Dans des livres et des publications sur le patrimoine haïtien j'ai fait mes premiers contacts avec le personnage multidimensionnel Didier Dominique, avant de partager avec ce dernier plusieurs espaces et des champs d'interventions multiples. Tout commence à la fin des années 90, avec l'acquisition de l'ouvrage autour de l'ancienne cathédrale et du texte Savalou-E, qui portent les signatures du couple Didier Dominique et de Rachel Beauvoir Dominique. Et plusieurs autres textes et rapports suivront en dehors des communiqués qui portent sa signature.
Dans la journée du 22 mars 2021, je retrouve l'un de ses messages qui m'invite à consulter sa communication à travers le documentaire autour de l'un des plus grands révolutionnaires de la terre d'Haïti et de la Caraïbe. "Makandal, lidè liberasyon mas yo".
De nombreux autres messages précèdent et suivent ce partage, dans le cadre de l'initiative "AMOUNI La Renaissance", "AMOUNI, semans limyè", pour marquer le dixième anniversaire du séisme du 12 janvier 2010, en 2020. L'artiste peintre plasticien Etzer Pierre et d'autres anciens de l'ENARTS alimentaient les débats lors de ces rencontres.
Dirigeant de l'organisation syndicale "Batay Ouvriye", Didier Dominique s'est investi durant plusieurs années, avant de s'éteindre à l'âge de 73 ans, dans la militance active en faveur des droits des travailleurs et travailleuses, des droits et de la dignité des ouvriers et toutes les classes défavorisées dans le pays.
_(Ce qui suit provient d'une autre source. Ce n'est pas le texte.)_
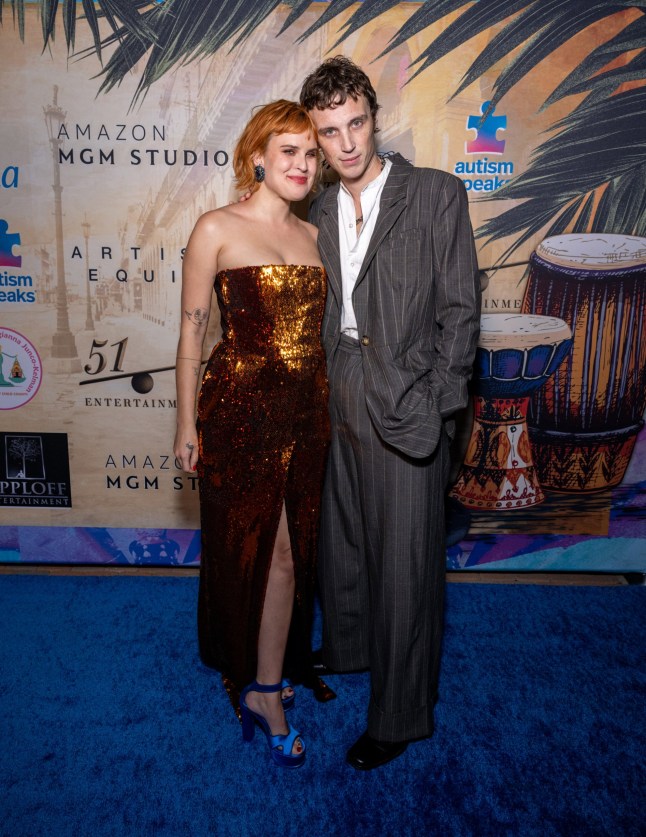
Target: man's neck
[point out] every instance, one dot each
(355, 187)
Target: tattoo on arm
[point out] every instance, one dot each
(199, 316)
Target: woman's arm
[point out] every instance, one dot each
(199, 268)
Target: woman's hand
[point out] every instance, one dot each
(185, 448)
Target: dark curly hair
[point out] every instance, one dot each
(333, 81)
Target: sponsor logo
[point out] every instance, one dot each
(7, 242)
(483, 174)
(486, 127)
(145, 472)
(142, 145)
(20, 369)
(34, 470)
(17, 283)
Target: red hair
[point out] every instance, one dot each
(281, 117)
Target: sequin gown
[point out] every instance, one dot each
(263, 432)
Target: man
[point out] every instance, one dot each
(400, 331)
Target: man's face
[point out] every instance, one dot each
(346, 134)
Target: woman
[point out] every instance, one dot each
(260, 441)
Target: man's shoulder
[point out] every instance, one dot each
(323, 195)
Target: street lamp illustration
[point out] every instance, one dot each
(89, 322)
(63, 345)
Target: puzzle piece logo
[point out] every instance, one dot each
(7, 242)
(485, 141)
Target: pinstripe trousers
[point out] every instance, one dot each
(382, 560)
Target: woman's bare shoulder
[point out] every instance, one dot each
(310, 229)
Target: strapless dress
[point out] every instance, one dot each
(263, 432)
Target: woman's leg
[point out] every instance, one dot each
(274, 628)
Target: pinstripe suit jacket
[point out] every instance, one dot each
(416, 300)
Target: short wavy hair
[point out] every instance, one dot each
(333, 81)
(280, 117)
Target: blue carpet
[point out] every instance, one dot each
(111, 726)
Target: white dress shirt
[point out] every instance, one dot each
(353, 247)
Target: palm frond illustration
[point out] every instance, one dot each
(576, 178)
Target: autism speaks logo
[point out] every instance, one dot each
(486, 127)
(19, 284)
(483, 174)
(7, 242)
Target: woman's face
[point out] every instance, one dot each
(290, 162)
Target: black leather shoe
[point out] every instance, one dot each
(318, 666)
(367, 753)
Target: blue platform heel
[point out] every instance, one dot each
(288, 702)
(280, 745)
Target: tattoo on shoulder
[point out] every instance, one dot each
(199, 316)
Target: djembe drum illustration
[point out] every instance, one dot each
(516, 354)
(583, 424)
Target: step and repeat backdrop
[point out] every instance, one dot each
(113, 145)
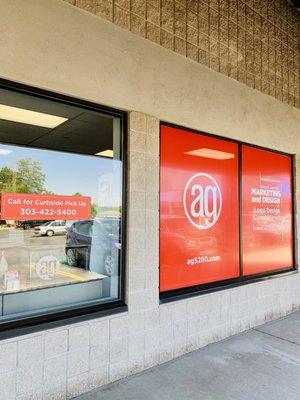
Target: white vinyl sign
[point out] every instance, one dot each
(202, 201)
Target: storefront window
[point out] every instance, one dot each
(61, 206)
(267, 211)
(226, 212)
(199, 220)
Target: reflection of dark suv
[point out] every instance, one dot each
(94, 245)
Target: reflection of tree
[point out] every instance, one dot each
(27, 178)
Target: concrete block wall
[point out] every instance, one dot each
(65, 362)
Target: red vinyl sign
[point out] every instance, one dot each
(21, 206)
(199, 227)
(267, 211)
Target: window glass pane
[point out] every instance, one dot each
(266, 211)
(61, 206)
(199, 212)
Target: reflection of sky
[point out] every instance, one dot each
(67, 173)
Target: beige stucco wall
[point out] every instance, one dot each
(52, 45)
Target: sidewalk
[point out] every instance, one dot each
(261, 364)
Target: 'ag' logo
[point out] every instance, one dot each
(202, 200)
(47, 268)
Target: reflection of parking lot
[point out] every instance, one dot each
(12, 241)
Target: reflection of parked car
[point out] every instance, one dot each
(31, 224)
(51, 228)
(94, 245)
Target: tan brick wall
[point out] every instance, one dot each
(253, 41)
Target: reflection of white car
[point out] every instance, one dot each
(51, 228)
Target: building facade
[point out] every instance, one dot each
(73, 51)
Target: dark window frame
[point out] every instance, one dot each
(196, 290)
(21, 326)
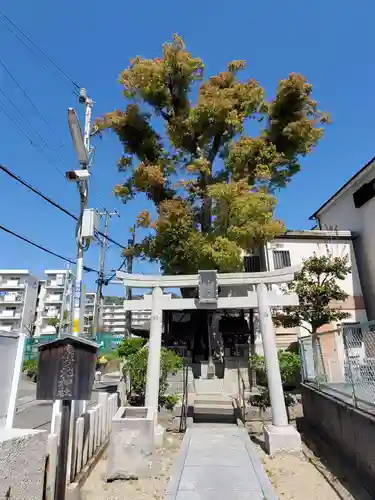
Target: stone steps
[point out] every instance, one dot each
(210, 409)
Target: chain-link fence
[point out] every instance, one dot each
(342, 363)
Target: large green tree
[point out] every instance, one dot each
(186, 146)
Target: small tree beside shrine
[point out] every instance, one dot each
(319, 293)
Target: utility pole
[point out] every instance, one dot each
(62, 320)
(100, 281)
(83, 151)
(129, 269)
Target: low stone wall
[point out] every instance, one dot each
(22, 463)
(350, 431)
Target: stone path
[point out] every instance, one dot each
(218, 462)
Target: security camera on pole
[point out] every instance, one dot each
(87, 221)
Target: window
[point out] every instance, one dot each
(364, 194)
(252, 263)
(281, 259)
(353, 335)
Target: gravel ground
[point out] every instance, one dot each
(150, 488)
(302, 477)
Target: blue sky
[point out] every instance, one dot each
(332, 43)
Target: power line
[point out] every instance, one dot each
(44, 249)
(36, 191)
(52, 202)
(44, 54)
(31, 141)
(24, 117)
(30, 100)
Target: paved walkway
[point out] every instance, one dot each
(218, 462)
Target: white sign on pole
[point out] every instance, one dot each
(11, 355)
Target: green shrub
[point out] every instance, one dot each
(131, 346)
(30, 368)
(136, 368)
(262, 400)
(290, 368)
(169, 401)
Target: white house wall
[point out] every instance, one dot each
(300, 249)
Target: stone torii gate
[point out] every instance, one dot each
(243, 291)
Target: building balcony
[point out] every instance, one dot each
(53, 299)
(54, 284)
(10, 315)
(8, 284)
(11, 299)
(51, 313)
(9, 328)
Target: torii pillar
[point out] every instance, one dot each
(280, 436)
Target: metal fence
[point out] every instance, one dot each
(342, 363)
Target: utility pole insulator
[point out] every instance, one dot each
(82, 96)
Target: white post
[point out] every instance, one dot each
(339, 340)
(17, 368)
(154, 349)
(279, 416)
(279, 437)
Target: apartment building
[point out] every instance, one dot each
(18, 294)
(113, 317)
(54, 302)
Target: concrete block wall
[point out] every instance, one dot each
(350, 431)
(22, 463)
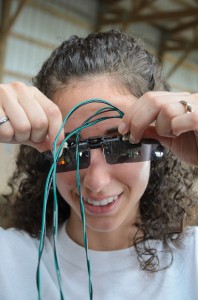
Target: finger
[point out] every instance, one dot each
(54, 116)
(6, 129)
(185, 122)
(15, 112)
(36, 115)
(146, 110)
(164, 120)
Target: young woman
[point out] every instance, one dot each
(139, 246)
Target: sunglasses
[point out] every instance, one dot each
(116, 150)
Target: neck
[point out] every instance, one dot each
(119, 238)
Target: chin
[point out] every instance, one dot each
(102, 226)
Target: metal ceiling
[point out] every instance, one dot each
(177, 21)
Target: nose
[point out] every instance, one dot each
(97, 175)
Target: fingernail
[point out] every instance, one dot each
(122, 127)
(131, 139)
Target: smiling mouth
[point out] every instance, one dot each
(103, 202)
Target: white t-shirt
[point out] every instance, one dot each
(116, 275)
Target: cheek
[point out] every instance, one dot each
(135, 174)
(66, 182)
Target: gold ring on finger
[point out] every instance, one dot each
(187, 106)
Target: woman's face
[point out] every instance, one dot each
(111, 193)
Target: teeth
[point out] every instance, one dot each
(102, 202)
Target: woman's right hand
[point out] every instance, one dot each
(33, 118)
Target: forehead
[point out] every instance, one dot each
(97, 88)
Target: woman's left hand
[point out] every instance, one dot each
(161, 115)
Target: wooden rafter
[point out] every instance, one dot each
(7, 22)
(187, 50)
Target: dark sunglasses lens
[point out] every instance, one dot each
(67, 161)
(118, 152)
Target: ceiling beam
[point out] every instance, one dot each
(184, 26)
(157, 16)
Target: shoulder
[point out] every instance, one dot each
(13, 240)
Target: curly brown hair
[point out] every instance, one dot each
(168, 198)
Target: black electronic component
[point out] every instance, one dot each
(116, 149)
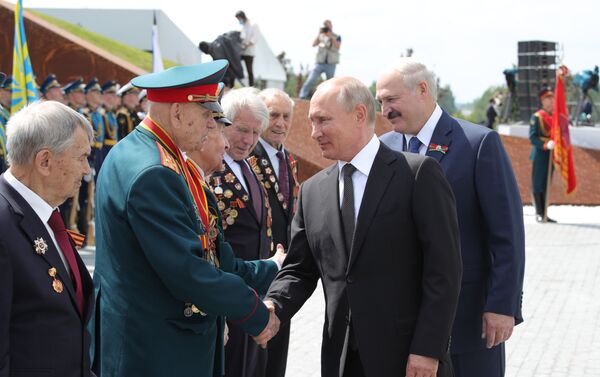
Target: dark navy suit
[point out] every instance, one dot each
(490, 217)
(42, 332)
(249, 234)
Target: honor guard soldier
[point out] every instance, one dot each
(111, 103)
(95, 112)
(541, 145)
(143, 101)
(127, 115)
(278, 172)
(51, 89)
(163, 300)
(74, 216)
(74, 93)
(6, 94)
(4, 115)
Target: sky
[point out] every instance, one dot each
(467, 43)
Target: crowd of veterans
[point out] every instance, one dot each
(207, 245)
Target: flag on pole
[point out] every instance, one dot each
(24, 89)
(157, 65)
(563, 151)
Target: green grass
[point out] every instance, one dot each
(137, 57)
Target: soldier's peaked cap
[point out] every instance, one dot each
(193, 83)
(49, 83)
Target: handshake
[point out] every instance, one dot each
(271, 329)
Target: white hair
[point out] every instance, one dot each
(270, 93)
(353, 92)
(42, 125)
(238, 99)
(413, 72)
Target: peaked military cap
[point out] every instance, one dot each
(545, 93)
(7, 83)
(74, 86)
(92, 85)
(127, 88)
(220, 117)
(193, 83)
(49, 82)
(110, 86)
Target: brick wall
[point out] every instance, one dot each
(53, 50)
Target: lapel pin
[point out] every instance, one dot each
(56, 284)
(40, 246)
(438, 148)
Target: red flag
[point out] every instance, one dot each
(559, 133)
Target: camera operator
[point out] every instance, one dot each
(328, 56)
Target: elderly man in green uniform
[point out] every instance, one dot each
(541, 145)
(160, 302)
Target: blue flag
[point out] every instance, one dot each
(24, 89)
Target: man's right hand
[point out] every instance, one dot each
(279, 256)
(271, 329)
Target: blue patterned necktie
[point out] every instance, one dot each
(414, 144)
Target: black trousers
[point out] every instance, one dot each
(277, 352)
(353, 366)
(248, 61)
(485, 362)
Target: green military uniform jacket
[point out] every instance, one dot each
(150, 269)
(539, 135)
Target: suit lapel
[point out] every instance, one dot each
(329, 187)
(441, 137)
(378, 181)
(33, 227)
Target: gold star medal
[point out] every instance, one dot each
(56, 284)
(40, 246)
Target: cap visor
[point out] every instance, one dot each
(212, 106)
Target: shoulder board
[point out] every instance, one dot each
(167, 160)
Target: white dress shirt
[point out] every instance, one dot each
(427, 131)
(363, 161)
(237, 170)
(272, 153)
(39, 206)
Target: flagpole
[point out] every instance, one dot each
(547, 196)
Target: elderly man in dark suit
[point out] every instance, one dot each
(278, 173)
(245, 209)
(379, 229)
(489, 210)
(47, 292)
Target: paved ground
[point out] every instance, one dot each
(561, 333)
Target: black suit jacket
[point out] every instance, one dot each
(402, 278)
(42, 332)
(282, 211)
(248, 233)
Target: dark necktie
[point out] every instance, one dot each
(253, 187)
(348, 205)
(284, 181)
(62, 238)
(414, 144)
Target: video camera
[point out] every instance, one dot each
(587, 80)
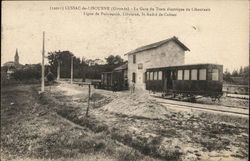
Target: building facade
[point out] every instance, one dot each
(169, 52)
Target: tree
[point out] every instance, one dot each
(64, 57)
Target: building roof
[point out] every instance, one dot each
(157, 44)
(122, 67)
(9, 63)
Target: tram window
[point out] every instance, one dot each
(194, 74)
(179, 74)
(215, 74)
(155, 75)
(151, 75)
(186, 74)
(160, 75)
(202, 74)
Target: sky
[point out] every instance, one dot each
(220, 36)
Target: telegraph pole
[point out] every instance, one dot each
(58, 69)
(43, 51)
(71, 80)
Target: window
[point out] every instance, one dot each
(148, 76)
(151, 75)
(186, 74)
(215, 74)
(155, 75)
(179, 74)
(194, 74)
(134, 77)
(202, 74)
(134, 58)
(160, 75)
(140, 66)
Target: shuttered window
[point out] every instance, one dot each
(202, 74)
(134, 58)
(215, 74)
(148, 75)
(155, 75)
(194, 74)
(179, 74)
(151, 75)
(186, 74)
(160, 75)
(133, 77)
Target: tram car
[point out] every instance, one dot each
(186, 80)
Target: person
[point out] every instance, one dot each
(132, 87)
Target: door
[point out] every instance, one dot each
(168, 80)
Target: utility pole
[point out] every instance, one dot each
(58, 69)
(87, 111)
(71, 80)
(43, 51)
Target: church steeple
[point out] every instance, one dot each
(16, 58)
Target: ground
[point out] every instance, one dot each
(121, 126)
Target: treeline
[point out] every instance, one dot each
(83, 68)
(240, 77)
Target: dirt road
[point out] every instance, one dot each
(120, 127)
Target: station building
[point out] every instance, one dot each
(169, 52)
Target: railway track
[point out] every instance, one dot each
(213, 108)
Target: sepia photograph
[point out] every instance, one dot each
(125, 80)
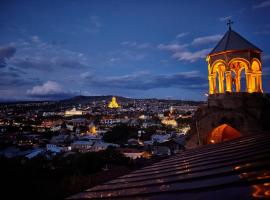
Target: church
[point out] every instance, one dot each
(236, 105)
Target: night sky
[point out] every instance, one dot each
(58, 49)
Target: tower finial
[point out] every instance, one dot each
(229, 23)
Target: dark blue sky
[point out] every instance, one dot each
(151, 48)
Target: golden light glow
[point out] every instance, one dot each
(92, 130)
(113, 103)
(169, 122)
(222, 133)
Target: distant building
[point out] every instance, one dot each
(113, 103)
(73, 112)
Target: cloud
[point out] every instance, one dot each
(206, 39)
(191, 56)
(146, 81)
(136, 45)
(6, 52)
(180, 35)
(39, 55)
(263, 4)
(49, 89)
(183, 54)
(223, 19)
(172, 47)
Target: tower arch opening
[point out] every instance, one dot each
(222, 133)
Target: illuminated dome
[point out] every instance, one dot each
(113, 103)
(223, 133)
(234, 58)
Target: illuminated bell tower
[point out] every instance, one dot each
(233, 55)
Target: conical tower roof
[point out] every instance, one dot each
(233, 41)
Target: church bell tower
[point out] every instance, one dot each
(232, 62)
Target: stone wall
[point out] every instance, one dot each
(248, 113)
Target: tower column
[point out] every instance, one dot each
(248, 82)
(237, 82)
(221, 82)
(259, 82)
(228, 81)
(211, 84)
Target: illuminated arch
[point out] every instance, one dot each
(222, 133)
(237, 65)
(216, 63)
(256, 63)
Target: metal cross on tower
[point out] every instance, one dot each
(229, 23)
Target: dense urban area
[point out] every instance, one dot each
(58, 148)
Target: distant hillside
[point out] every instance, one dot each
(87, 99)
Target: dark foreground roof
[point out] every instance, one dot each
(237, 169)
(233, 41)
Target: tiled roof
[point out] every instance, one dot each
(229, 170)
(233, 41)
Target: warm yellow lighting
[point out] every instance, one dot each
(113, 103)
(92, 130)
(223, 73)
(169, 122)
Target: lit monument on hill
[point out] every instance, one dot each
(113, 103)
(236, 105)
(226, 62)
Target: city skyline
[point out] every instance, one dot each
(54, 50)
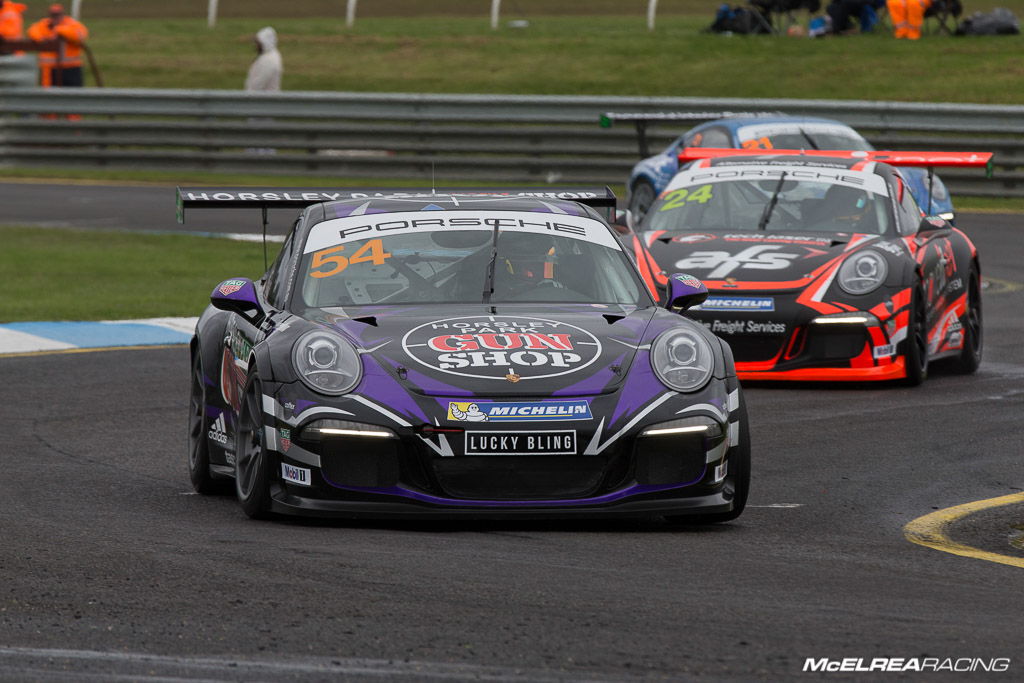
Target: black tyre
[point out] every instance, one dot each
(737, 480)
(970, 356)
(252, 461)
(199, 425)
(916, 336)
(641, 199)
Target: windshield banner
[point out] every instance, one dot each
(351, 228)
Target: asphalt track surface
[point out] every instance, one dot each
(112, 569)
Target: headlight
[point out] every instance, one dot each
(327, 364)
(682, 359)
(862, 272)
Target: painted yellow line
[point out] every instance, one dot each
(59, 351)
(930, 530)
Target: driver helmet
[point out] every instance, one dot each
(527, 257)
(847, 205)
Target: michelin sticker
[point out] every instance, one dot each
(515, 412)
(884, 351)
(494, 347)
(737, 303)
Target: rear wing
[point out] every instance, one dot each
(640, 120)
(300, 198)
(920, 159)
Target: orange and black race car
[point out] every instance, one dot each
(821, 265)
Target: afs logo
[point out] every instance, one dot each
(721, 263)
(461, 411)
(503, 348)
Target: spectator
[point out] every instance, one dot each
(264, 74)
(907, 16)
(11, 22)
(64, 67)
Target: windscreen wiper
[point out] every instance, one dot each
(766, 215)
(488, 288)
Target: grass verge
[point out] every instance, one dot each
(583, 54)
(69, 274)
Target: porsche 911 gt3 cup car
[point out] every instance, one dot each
(480, 354)
(820, 265)
(769, 131)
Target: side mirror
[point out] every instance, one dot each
(238, 295)
(932, 223)
(684, 291)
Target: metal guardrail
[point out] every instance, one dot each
(507, 138)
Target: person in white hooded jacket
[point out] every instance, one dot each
(264, 74)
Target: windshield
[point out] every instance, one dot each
(740, 198)
(465, 257)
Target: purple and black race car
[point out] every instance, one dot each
(482, 354)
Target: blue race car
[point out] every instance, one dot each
(651, 176)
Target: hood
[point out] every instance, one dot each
(501, 350)
(267, 39)
(764, 260)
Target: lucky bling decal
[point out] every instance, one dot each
(483, 411)
(496, 347)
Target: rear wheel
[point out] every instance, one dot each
(640, 201)
(916, 335)
(199, 425)
(737, 480)
(252, 461)
(970, 356)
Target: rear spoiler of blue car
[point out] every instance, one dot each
(300, 198)
(640, 120)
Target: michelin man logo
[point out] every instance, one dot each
(471, 414)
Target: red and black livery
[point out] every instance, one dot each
(820, 265)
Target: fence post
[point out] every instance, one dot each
(496, 9)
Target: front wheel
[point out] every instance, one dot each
(199, 424)
(252, 461)
(970, 355)
(737, 479)
(640, 201)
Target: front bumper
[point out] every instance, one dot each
(403, 507)
(797, 342)
(424, 471)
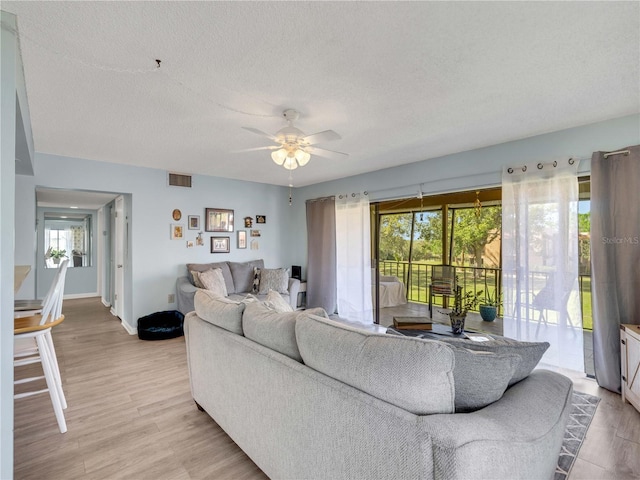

Dans une publication d'Ariel Dominique en guise d'hommage à son fier et feu père, j'allais finalement confirmer cette triste nouvelle, qu'une nouvelle étoile venait de s'éteindre dans le ciel pour s'ouvrir vers d'autres univers. Sur les traces de Jean Gerin Alexandre, de Frankétienne, d'Anthony Phelps, Serge Villedrouin, Joe Jack..., il manquait pratiquement à ces derniers un architecte, pour réfléchir autour du plan et des symboles à ajouter au futur temple de la renaissance de notre nation.
Dans nos échanges de messages, je garde les souvenirs de ces mots : "Batay la fenk kòmanse !".
De cette phrase, on retiendra toute l'énergie qui dégageait dans ta voix et l'image affirmative et agissante de ton regard, en choisissant le camp de la majorité et la cause des plus vulnérables. Bonne traversée à toi mon ancien voisin et ami, merci d'avoir inspiré cette génération par tes nombreuses œuvres individuelles et collectives, en dehors des multiples contributions socioprofessionnelles et solidaires.